Winchester alum heads
Study Abroad Society
By Doug T. Graham
As varied as the locations one can travel to on study abroad are, the preparations for one’s departure are almost the same for those bound for Western Europe as those set on studying in South Africa. Among the universal forms and procedures there are inevitably torrents of questions that all eager soon-to-be world travelers will mull over.
This time last year Fraya Andich, who is now the president of the Study Abroad Society, was mere months away from her study abroad experience at the University of Winchester in England and asking questions to whomever she could think of.
“What kind of shoes do I pack when I go to England,” Andich remembers asking. “I can’t bring that much stuff so I want to bring the right stuff. What’s the town like?”
Andich said she was able to have most of these questions answered by Office of Study Abroad staff and friends or family who had traveled before but did not have a community to turn to for guidance.
Ever since her return in America in December, she has been talking about her study abroad experience, which included weekend trips to Dublin, Paris and Rome. She said this made the decision on whether or not she wanted to be president of the Study Abroad Society easy.
“I really like talking about study abroad so why not keep doing it?” Andich said.
There is more to the Study Abroad Society than providing guidance and answering questions for nervous first-timers, but Andich said that is the part she personally looks forward to the most. She said each semester the Study Abroad Society hopes to host a send-off party to get future study abroad students in the same place as the veteran travelers that make up the executive board, as well as any members who wish to attend.
Andich said while it is important to allow new students to have their questions answered it is almost as important to provide a venue where students may make valuable connections to help get them through the journey ahead. Andich knows the importance a familiar face can have in a new place.
Andich said some of her American peers at the University of Winchester stayed with someone they knew through several degrees of separation. Her classmates in question spent a week living with a friend of her older brother.

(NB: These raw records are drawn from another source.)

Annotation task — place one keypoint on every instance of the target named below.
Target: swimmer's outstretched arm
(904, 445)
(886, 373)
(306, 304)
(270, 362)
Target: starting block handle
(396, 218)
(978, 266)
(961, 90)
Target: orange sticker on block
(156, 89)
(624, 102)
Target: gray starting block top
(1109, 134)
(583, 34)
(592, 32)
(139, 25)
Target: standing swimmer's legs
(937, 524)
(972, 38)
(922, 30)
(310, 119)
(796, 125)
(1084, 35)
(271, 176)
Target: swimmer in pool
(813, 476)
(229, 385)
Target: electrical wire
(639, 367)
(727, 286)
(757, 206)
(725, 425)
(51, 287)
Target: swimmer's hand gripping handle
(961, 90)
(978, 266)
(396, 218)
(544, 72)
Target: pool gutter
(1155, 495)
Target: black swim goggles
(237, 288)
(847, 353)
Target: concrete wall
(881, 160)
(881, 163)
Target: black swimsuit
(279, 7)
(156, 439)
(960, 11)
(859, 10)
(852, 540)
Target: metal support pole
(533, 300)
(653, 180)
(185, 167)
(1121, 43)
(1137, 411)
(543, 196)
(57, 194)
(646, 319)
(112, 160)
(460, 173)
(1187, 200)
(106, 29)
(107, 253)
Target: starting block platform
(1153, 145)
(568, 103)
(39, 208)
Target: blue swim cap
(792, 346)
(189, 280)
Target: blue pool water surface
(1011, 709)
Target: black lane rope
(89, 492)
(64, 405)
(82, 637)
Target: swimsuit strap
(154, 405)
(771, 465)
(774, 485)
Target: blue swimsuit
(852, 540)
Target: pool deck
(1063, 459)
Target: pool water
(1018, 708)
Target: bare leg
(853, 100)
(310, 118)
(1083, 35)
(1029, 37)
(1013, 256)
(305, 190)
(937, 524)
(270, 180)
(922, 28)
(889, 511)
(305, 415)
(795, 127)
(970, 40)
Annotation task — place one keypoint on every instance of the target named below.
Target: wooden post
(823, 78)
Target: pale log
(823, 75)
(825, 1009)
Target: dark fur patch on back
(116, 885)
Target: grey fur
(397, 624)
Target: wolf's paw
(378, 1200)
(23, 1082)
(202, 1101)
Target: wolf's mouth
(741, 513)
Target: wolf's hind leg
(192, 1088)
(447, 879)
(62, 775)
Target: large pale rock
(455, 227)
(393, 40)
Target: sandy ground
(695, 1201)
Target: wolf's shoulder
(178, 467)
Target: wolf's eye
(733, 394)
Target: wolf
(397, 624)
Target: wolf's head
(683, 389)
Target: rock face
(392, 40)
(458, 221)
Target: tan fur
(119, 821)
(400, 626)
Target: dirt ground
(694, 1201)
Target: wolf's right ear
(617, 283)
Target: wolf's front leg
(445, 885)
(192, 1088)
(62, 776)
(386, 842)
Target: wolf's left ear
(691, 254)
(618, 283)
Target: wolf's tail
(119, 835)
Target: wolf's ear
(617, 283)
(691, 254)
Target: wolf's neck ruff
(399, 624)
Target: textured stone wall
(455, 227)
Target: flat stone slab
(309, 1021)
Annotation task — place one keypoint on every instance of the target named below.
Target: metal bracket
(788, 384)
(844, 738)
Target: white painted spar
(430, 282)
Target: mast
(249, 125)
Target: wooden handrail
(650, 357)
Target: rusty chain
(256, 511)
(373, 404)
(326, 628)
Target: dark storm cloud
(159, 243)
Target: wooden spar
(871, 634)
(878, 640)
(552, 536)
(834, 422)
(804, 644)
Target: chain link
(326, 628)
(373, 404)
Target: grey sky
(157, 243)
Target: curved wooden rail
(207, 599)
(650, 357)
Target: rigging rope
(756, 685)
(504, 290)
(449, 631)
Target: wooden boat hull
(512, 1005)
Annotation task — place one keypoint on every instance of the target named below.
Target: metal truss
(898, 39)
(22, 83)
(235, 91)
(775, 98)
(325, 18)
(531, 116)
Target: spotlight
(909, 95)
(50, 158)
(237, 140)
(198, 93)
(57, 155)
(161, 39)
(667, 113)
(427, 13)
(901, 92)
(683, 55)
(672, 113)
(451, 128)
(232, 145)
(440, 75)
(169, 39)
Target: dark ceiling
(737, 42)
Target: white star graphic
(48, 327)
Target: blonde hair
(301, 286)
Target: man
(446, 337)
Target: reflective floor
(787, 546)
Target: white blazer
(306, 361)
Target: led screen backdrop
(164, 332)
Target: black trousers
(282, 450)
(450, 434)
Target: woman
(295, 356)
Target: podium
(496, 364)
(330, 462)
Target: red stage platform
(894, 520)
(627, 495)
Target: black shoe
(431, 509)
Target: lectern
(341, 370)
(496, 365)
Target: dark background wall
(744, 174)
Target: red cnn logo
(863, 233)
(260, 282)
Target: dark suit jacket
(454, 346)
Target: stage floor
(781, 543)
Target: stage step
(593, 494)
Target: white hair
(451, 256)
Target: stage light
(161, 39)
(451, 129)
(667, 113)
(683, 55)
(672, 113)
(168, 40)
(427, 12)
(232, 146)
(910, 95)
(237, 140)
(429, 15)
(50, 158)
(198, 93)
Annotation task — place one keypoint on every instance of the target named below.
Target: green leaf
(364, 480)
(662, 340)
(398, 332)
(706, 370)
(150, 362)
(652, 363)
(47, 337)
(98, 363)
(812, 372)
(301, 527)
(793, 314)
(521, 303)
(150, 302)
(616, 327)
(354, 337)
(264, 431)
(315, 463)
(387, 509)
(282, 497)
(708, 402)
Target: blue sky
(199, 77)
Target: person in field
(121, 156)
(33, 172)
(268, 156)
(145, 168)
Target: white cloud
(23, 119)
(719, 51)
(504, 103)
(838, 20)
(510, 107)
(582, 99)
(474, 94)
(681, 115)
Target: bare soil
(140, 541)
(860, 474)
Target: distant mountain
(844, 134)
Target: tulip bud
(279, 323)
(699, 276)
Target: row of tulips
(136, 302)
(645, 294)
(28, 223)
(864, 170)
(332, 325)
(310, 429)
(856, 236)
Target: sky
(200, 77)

Andich also knows what it is like to regret not making an overseas connection.
“My roommate, who I didn’t really know until this semester, her boyfriend was in Florence when I was in England, so maybe if I would have known I might have gone to visit,” Andich said.
In addition to helping future study abroad students feel confident about their study abroad experience, the Study Abroad Society also provides a place for students coming back to America a place to talk about their experience to those who know what it is like. Just as there are universal experiences that bind study abroad students before departure, those who return have plenty in common.
Many returning students describe themselves as being more outgoing as a result of studying abroad and Andich is no exception.
“I think I’m better at talking to people than I was before,” said Andich. “When I first got there I didn’t know anybody and I had to force myself I know to be really outgoing and really put myself out there.”
She said on the first day in England she had time to kill after unpacking and decided to go outside and see the nearly deserted campus for herself. She saw someone outside and said the situation allowed her to get out of her shell and try to communicate with him.
“We both kind of like looked at each other and (said) ’are you American?’ ‘Yeah, are you?’ and we ended up walking around the city together and we became pretty good friends after that,” she said.
This kind of serendipitous connection that can be accomplished on a study abroad experience is the kind of connection the Study Abroad Society seeks to foster here at Eastern.